I feel for Alex Albon as he is under extreme pressure, but he is becoming increasingly frustrating to watch.
His talent is there for all to see but he needs a clean race and for too long, a good overtake has been followed by a silly error.
In stark contrast to Perez – a rival for his Red Bull seat next season – the 24-year-old isn’t helping himself by making a solid case to Christian Horner.
The only good news for Albon was that his team-mate, Max Verstappen, was equally scruffy at Istanbul. We think of Verstappen as a veteran already, but he is still only 23 and looked it when he spun trying to overtake Perez.
He was over-eager and when you start trying too hard you start overdriving. The calmer you are, the better decisions you make – it’s all in the mind.

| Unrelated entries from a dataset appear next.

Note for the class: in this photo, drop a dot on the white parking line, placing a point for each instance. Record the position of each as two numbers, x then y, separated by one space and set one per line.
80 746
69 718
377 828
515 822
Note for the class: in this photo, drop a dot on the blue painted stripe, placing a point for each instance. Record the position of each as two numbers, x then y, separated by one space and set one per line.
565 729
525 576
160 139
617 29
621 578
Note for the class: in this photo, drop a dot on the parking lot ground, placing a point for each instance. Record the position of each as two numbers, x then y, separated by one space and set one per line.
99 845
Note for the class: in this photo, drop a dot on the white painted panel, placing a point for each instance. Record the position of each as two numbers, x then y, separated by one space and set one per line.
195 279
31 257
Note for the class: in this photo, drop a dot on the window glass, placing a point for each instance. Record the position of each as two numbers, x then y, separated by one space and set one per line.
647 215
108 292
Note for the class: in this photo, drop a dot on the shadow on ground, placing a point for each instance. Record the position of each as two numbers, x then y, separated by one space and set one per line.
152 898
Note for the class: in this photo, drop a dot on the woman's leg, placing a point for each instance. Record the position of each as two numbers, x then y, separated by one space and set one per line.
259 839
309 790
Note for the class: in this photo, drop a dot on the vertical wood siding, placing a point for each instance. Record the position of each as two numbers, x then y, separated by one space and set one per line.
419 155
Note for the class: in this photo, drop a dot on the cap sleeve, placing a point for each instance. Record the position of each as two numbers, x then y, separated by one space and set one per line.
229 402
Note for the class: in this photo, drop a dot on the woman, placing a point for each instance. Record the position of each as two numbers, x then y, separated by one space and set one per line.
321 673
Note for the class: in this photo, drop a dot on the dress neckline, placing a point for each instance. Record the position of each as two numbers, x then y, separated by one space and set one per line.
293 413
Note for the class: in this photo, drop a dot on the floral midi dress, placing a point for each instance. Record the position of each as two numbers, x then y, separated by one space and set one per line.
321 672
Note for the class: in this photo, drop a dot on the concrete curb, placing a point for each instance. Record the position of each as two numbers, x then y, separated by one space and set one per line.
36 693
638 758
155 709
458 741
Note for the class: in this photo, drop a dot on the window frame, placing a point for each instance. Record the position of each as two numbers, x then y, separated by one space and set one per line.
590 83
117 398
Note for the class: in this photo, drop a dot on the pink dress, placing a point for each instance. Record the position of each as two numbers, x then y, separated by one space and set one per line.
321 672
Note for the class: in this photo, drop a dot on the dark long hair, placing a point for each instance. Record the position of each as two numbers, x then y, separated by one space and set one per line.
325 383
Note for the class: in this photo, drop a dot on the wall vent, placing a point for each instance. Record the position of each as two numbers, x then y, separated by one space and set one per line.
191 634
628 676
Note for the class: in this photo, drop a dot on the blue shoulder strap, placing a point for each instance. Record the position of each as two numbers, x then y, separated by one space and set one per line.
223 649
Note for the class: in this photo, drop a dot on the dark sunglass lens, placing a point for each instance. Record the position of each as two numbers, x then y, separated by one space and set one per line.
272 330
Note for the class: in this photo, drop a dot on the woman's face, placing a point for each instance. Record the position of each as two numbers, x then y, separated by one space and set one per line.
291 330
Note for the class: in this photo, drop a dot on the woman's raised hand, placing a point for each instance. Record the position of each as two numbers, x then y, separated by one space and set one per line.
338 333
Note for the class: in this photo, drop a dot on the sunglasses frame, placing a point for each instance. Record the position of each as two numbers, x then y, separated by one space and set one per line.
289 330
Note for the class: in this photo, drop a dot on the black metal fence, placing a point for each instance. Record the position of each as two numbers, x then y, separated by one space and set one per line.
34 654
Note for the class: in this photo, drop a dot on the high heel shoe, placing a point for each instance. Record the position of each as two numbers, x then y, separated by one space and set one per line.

Every driver has lost their head in a race, overthinking and overdriving. Our passion and will to win can take over and the ability to remain level-headed and in the moment is something I’ve been working on with a sports psychologist for about a year.
Focusing on the things I can control and not worrying about the things I can’t – the weather and track conditions, for instance – is helping me give myself the best chance to perform when I’m racing.
It was refreshing to see an F1 race which threw the drivers out of their comfort zone, placing more emphasis on driver skill and instinctive racing, and so it was a great advert for the next major rule changes which promise less downforce and grip.
Races that have you on the edge of your seat throughout and leave you open-mouthed like that one, are a reminder that Formula 1 is truly the pinnacle of motorsport.
I cannot wait for W Series – which last week announced it will stage eight F1 support races from 2021 – to be part of the show.
The new partnership is a massive breakthrough for women in motorsport. I always dreamed it would happen, but never thought it would come so quickly.
For F1 to accept the series after just one on-track season is extremely impressive, the most significant breakthrough to-date in the sport’s push for greater diversity and a ringing endorsement of W Series’ mission and the calibre of drivers in the championship.
Like all female racing drivers, I have suffered setbacks in my career just because I am a woman and so to be involved with W Series on the biggest stage of all makes me immensely proud.
Caitlin Wood finished 13th in the inaugural W Series championship in 2019 and sixth in the all-female series’ first Esports League season this summer. The 23-year-old Australian has competed in several series, including Blancpain GT, and is also a driver coach.